I could make excuses. I could feed you a line about how I’ve been extremely stressed, had a baby (sorry Mom, I did not) or broke my leg playing intramural basketball, but none of it would be true. The cold hard fact is that I have been shoveling chips and guac into my pie hole by the fist-full for a good solid six weeks and that kind of out of control behavior has got to stop. So, I signed up for Weight Watchers this morning. It’s time to get serious because clearly whatever I am eating is not doing my waistline any favors. Also, if it’s good enough for Oprah, it’s good enough for me.
It is also worth noting that I have made significant mental progress as it relates to my weight. If this would have happened a year ago, I would be spazzing out and in the middle of a total mental breakdown, sobbing on my kitchen floor with full blown Alice Cooper eyes. The truth is, I have been dieting since high school. That’s right, high school. I lost about 20 pounds around my junior year and then proceeded to yo-yo my way through college. I was pretty thin in my mid 20’s, although I had horrible eating habits and stepped on the scale daily. I was constantly chasing a smaller number on the scale. If I could just get down to this certain number, I would be happier. If I was down two pounds, I was on cloud nine. But if I was up two pounds, it was the end of the world. Another bout of yo-yoing continued into my 30’s. It wasn’t a huge swing of 50 pounds, but yo-yoing nonetheless. Then I got engaged to a man who could literally care less about the number that appears when I step onto that disgusting day ruiner.
I have since learned that I am one of those people who gains weight when I’m happy. In those moments, I don’t care so much about my weight or the scale. In those moments, I’m truly enjoying life and definitely not paying attention to what I’m shoveling into my mouth two at a time. Trust me when I say if I eat an entire row of Samoa Girl Scout cookies, it is because I’m celebrating the pure joy that is caramel, chocolate and coconut combined.

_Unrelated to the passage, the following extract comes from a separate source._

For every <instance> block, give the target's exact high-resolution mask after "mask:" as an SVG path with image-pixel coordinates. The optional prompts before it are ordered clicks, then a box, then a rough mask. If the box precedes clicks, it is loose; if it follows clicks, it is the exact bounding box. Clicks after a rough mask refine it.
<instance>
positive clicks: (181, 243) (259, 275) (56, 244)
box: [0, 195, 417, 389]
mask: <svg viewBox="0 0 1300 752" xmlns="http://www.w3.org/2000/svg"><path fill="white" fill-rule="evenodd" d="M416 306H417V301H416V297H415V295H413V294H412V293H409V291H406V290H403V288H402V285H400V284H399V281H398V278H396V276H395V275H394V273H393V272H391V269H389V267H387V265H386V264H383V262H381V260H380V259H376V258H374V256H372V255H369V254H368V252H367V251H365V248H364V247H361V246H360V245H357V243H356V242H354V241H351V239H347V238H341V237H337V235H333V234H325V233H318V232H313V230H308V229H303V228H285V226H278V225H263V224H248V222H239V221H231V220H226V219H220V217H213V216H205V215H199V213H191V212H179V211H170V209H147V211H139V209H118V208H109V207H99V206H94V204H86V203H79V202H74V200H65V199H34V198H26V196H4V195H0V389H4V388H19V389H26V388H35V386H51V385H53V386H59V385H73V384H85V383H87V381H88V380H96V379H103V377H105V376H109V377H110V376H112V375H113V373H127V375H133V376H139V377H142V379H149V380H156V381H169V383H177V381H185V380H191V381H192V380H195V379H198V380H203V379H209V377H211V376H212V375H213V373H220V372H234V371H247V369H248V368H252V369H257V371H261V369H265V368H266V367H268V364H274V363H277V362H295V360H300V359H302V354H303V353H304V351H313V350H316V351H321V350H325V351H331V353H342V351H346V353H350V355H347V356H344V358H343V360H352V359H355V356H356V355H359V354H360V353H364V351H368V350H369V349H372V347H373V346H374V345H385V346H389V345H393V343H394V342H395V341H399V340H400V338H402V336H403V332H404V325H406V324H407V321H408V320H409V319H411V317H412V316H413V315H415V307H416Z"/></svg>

I really hesitated to share this with you today. Not to worry, this blog is not about to become a weight loss diary, but I know a lot of us share the same struggles in life. So to those that can relate – you are not alone. It happens to the best of us. Maybe you’ve gained a few pounds. SO WHAT!?! Haven’t we all from time to time? You have two choices – own it or get back on the wagon! I’ll still love you no matter you decide.